Apply Online
Parent Handbook Community Login
Year 8 QUT STEM Workshop: Cars of the Future

Year 8 QUT STEM Workshop: Cars of the Future

Author: Gay Ellyett
Author Role: Coordinator: Exceptional Scientists' Program

The QUT Cars of the Future Workshop was an amazing day where we learned many new skills in robotics and programming. We began by learning the basic syntax of the Arduino language. I didn’t know if I would be able to be a great help to the team as I had never done any coding or robotics before, but with the help and guidance from the QUT ambassadors, I was able to contribute and have a lot of fun while doing it. We were left to problem-solve but if we needed help the instructors would give us tips on how to solve any problems we had in our code. This excursion gave me a chance to experience activities that would not usually be offered at CHAC and extend my knowledge further. The program was mainly focused on coding and robotics, and how self-driving cars will impact the future. This was an exciting experience that exposed us to science and engineering in the real world.

Danielle Weizman, Year 8

I really enjoyed the QUT STEM day. My favourite activity was coding the Arduino robot to follow the line on the floor. It was so exciting to watch what we had typed on our computer come to life! My team lost the only game we played, as we did a round robin competition, but we were still proud of our Arduino robots and what we did as a group. I think that we could have improved our robot by changing the kp and kd to be closer. The kp and kd were two numbers that changed how shaky our robot was when it moved. For example, if the kp was higher than the kd the robot was shaky when it followed the line. Our group changed our values right at the end of the testing period, and I think that is what made our robot lose against the other team when we raced them. But it was still fun to code and design our robots and I really enjoyed that activity.

Audrey Davidson, Year 8

When the QUT students were explaining the pros and cons of self-driving cars I began looking at them through a different perspective. When it was our chance to program our car, we had to make it follow a white line around a circuit. My Group won, and I think that this was mainly because we were pushing the boundaries by placing all motors to their max, even around the corners. It was a great day that I am glad I participated in. The students teaching us were very interesting to listen to throughout the day.

Charlotte McNally, Year 8

On Friday 3 May, I was lucky enough to be invited to attend a robotics excursion at QUT. This involved coding. We found out about the different languages of code and the basics of coding. The activities we participated in encompassed a lot of teamwork. The first thing we did was the Blink Challenge. This involves programming four LEDs to flash in a pattern, then repeat this pattern five times. We also got a chance to use ‘The Cube’ which is an electronic interactive screen. On this, we programmed a ‘bot’ to follow instructions and recycle different kinds of waste. This taught us the basic steps for coding. Another activity we participated in was coding a miniature, self-driving car. Later we raced these and my group won! I enjoyed this part most of all. This experience taught us about the positives and negatives of autonomous cars and how you are putting your life in the decisions of a designer.

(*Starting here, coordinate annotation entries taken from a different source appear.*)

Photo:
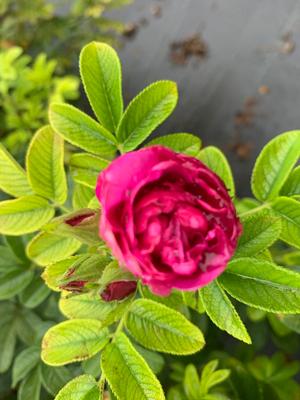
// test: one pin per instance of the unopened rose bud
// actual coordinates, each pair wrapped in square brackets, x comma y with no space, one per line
[118,290]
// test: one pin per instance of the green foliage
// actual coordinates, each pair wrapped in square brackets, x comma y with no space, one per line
[56,200]
[45,165]
[160,328]
[74,340]
[145,113]
[179,142]
[215,160]
[222,312]
[83,387]
[263,285]
[64,27]
[194,387]
[120,359]
[101,75]
[26,88]
[274,165]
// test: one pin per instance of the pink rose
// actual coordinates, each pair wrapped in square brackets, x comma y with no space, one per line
[167,218]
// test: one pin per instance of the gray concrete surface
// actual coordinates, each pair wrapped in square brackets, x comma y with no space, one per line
[246,51]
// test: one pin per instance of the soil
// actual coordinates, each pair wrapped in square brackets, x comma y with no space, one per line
[193,46]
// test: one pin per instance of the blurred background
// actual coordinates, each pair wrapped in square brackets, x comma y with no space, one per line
[236,64]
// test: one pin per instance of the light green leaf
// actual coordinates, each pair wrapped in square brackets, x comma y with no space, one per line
[289,212]
[24,363]
[274,165]
[7,344]
[13,178]
[54,378]
[291,321]
[83,387]
[262,285]
[54,273]
[292,184]
[82,225]
[191,382]
[214,159]
[146,112]
[45,165]
[35,293]
[161,328]
[90,305]
[74,340]
[81,130]
[82,196]
[47,248]
[31,386]
[14,281]
[121,363]
[86,267]
[180,142]
[155,360]
[260,231]
[85,168]
[100,70]
[24,215]
[222,312]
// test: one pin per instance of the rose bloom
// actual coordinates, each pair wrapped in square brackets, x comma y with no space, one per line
[167,218]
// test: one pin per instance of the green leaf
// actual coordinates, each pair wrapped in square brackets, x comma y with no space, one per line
[7,344]
[85,168]
[35,293]
[31,386]
[86,230]
[45,165]
[100,70]
[83,387]
[54,378]
[53,273]
[146,112]
[14,281]
[155,360]
[13,178]
[222,312]
[90,305]
[274,165]
[180,142]
[47,248]
[86,267]
[289,212]
[24,363]
[214,159]
[81,130]
[260,231]
[292,184]
[263,285]
[82,196]
[24,215]
[191,382]
[161,328]
[291,321]
[75,340]
[121,363]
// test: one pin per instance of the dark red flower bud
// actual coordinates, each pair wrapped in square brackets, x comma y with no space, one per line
[74,221]
[118,290]
[73,286]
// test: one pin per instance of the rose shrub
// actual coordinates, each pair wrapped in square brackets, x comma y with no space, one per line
[167,218]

We also learnt about university paths in STEM. Overall, this excursion was very enjoyable and educational. I hope to visit QUT on another excursion soon.

Emma Topp, Year 8

 

After the entire fun-filled day of learning about software, our group got to test the car hoping for a win. Unfortunately, something malfunctioned when the Arduino car was syncing to the computer and eight of the ten nail-biting minutes allowed to test the car, were consumed by figuring out what was wrong. Finally, on our first trial, it looked more like a rocking horse than a race car. We agreed, inspired by Marvels Ironman, “If we don’t do this, it will be done to us”. Some further program tweaks and we were ready to race. It worked, we raced, we lost.

Kaya Lurie, Year 8

We started the day with some simple coding. Having never tried this before, I was excited about this new experience. With the help of three very intelligent student ambassadors, we completed many challenges over the course of the day, including the Blink Challenge and an engaging activity in The Cube. However, my favourite part was undoubtedly making our own microcontroller car follow a white line around a track. This task was enjoyably challenging as it put our new knowledge of Arduino coding to the test. After a few wrong tries and the constant rewriting of our code to try and work out why our car was infinitely going around in circles, we were successful. Although our team did not win this race, we certainly felt proud of what we had achieved.

Lucy Elmes, Year 8

The QUT STEM workshop was excellent! One thing that I really enjoyed was the Cars of the Future section. In this session, we used a program called Arduino to make small robots to drive in a circuit by following a line. This was very hands-on as we had to code the robot then test it on the track. If it was too slow or too fast, we had to plug it back into the computer and then test it again on the track. We had to find the correct speed for our robot to go rather than just following code that we were given. Playing on the QUT CUBE was also a lot of fun. 20 minutes felt like 1 hour as we got so much coding knowledge in a short time. Trying to code the bots on the CUBE was very challenging at first but we quickly got some sort of idea what was going on. Overall, the workshop was phenomenal, and I would like to thank Mrs Ellyett, Mrs Smith and the QUT school ambassadors for their help making our experience engaging and beneficial.